What's interesting here is that this author prescribed hundreds of tablets of Vioxx during its "glory days." Every one of his patients enjoyed an improved quality of life through significant reduction of musculoskeletal pain and luckily no one was harmed in this small subset of patients. However, 139, 000 patients in the general population suffered an adverse event or died from using the drug. While there was no indication in earlier studies that the drug would cause harm to such a large number of patients, perhaps a larger original study sample would have accounted for this deadly propensity and prevented this pharmaceutical catastrophe from occurring in the first place.

Thursday, October 30, 2008

How drunk are ya gonna get?

Only a person in North Dakota could think of this. From the county where drunk driving is considered a sport, comes this true story.

Recently a routine police patrol parked outside a bar in Minot , North Dakota after last call the officer noticed a man leaving the bar so apparently intoxicated that he could barely walk.

The man stumbled around the parking lot for a few minutes, with the officer quietly observing. After what seemed an eternity in which he tried his keys on five different vehicles, the man managed to find his car and fall into it. He sat there for a few minutes as a number of other patrons left the bar and d rove off.

Finally he started the car, switched the wipers on and off–it was a fine, dry summer night–, flicked the blinkers on and off a couple of times, honked the horn and then switched on the lights.

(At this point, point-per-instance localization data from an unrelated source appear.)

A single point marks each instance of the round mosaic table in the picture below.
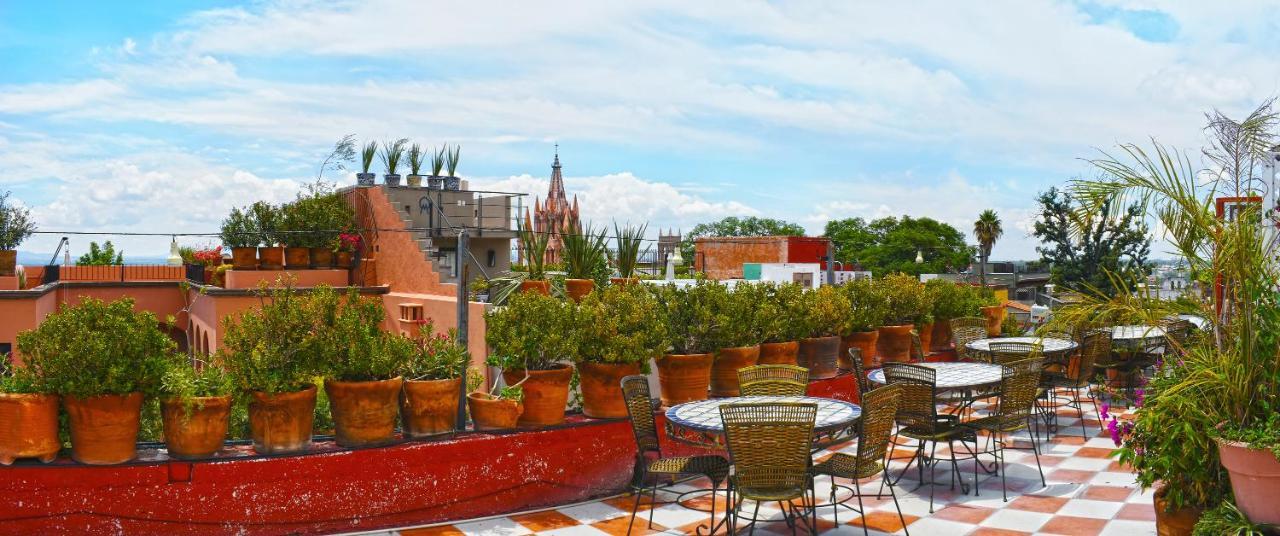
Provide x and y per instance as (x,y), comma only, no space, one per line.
(699,422)
(954,376)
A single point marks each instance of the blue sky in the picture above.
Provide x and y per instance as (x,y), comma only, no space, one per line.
(160,117)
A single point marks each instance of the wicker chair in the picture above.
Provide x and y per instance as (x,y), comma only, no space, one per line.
(965,330)
(769,445)
(649,461)
(873,439)
(773,380)
(1077,376)
(1018,385)
(918,418)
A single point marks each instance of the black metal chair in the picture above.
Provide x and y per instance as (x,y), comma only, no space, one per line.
(649,461)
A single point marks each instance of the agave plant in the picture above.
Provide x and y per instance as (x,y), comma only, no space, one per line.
(630,239)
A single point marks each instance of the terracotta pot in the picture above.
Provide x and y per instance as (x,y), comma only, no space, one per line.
(104,427)
(8,262)
(1180,522)
(894,343)
(545,394)
(270,259)
(865,343)
(364,412)
(540,287)
(778,353)
(726,365)
(941,335)
(429,407)
(579,288)
(995,316)
(282,422)
(28,427)
(321,257)
(199,430)
(245,257)
(493,413)
(1255,480)
(602,392)
(926,338)
(684,378)
(821,356)
(297,257)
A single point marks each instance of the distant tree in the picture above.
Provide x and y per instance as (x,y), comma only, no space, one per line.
(1083,253)
(890,244)
(987,230)
(101,256)
(737,227)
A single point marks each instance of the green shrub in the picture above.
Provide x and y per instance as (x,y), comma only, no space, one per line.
(531,331)
(96,348)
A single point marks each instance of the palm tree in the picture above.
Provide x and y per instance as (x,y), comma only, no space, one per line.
(987,229)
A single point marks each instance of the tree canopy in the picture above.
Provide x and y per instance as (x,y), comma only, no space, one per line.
(890,244)
(1083,252)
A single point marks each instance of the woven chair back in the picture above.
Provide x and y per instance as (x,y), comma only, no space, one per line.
(773,380)
(635,392)
(769,444)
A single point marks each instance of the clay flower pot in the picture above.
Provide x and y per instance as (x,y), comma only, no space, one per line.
(1255,480)
(602,394)
(282,422)
(684,378)
(536,285)
(995,316)
(245,257)
(270,257)
(821,356)
(1180,522)
(196,430)
(726,365)
(429,407)
(104,427)
(894,343)
(545,394)
(28,427)
(778,353)
(297,257)
(865,343)
(579,288)
(364,412)
(493,413)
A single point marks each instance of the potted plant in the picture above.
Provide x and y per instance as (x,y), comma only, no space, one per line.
(531,337)
(630,239)
(28,416)
(241,234)
(618,337)
(273,357)
(904,305)
(195,407)
(391,157)
(584,256)
(16,225)
(101,358)
(689,319)
(737,335)
(437,181)
(776,319)
(366,161)
(867,312)
(533,247)
(451,164)
(429,402)
(415,164)
(826,312)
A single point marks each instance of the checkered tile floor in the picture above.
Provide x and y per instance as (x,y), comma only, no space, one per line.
(1087,493)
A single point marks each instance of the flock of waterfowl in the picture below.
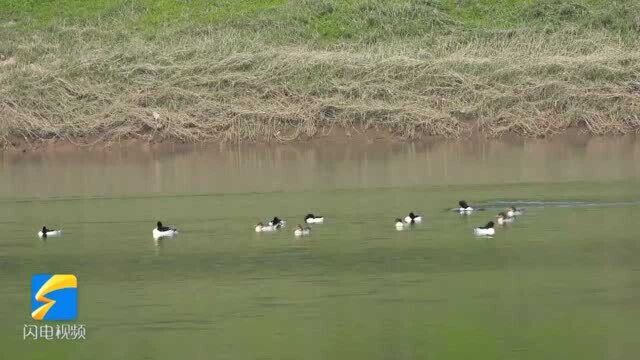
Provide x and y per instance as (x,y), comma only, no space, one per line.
(277,224)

He moved the vehicle forward a few inches, reversed a little and then remained still for a few more minutes as some more of the other patrons’ vehicles left.

At last, when his was the only car left in the parking lot, he pulled out and drove slowly down the road.

The police officer, having waited patiently all this time, now started up his patrol car, put on the flashing lights, promptly pulled the man over and administered a breathalyzer test.

To his amazement, the breathalyzer indicated no evidence that the man had consumed any alcohol at all!

Dumbfounded, the officer said, I’ll have to ask you to accompany me to the police station.

This breathalyzer equipment must be broken.”

“I doubt it,” said the truly proud Redneck. “Tonight I’m the designated decoy.”

Monday, October 20, 2008

Favourite Flower?

Many aspects of human sexuality are very puzzling, take celibacy.
This can be a choice in life, or a condition imposed by environmental factors.

While attending a Marriage Encounter Weekend, Robert and Mary listened to the instructor declare 'It is essential that husbands and wives know the things that are important to each other.'

He addressed the men. 'Can you each name and describe your wife's favourite flower?'
Robert leaned over, touched Mary's arm gently and whispered,

'Self-raising, isn't it?'

Thus began Robert's life of celibacy.

Friday, October 17, 2008

Turd terrorism is a wonderfull thing.

At the same retail organisation as previously mentioned, one of my good friends left the company to join another. We had a habit of sending odd stuff in the post to each other.. I felt I had to take it to another level.

Taking a latex doctors glove, I retired to the bog and crimped a turd into the glove. I then carefully squeezed the warm pooh into the fingers of the glove and tied off the end. Into an envelope and off she goes.

A few days later I got a call from my friend.. apparently on receipt of the envelope, realizing it was from me..and noticing an unpleasant smell.. he thought it best to open it behind closed doors and not in the shop as he normally would. I think I upset him a bit. He is a changed man.. though still my friend. We stopped exchanging gifts via the post.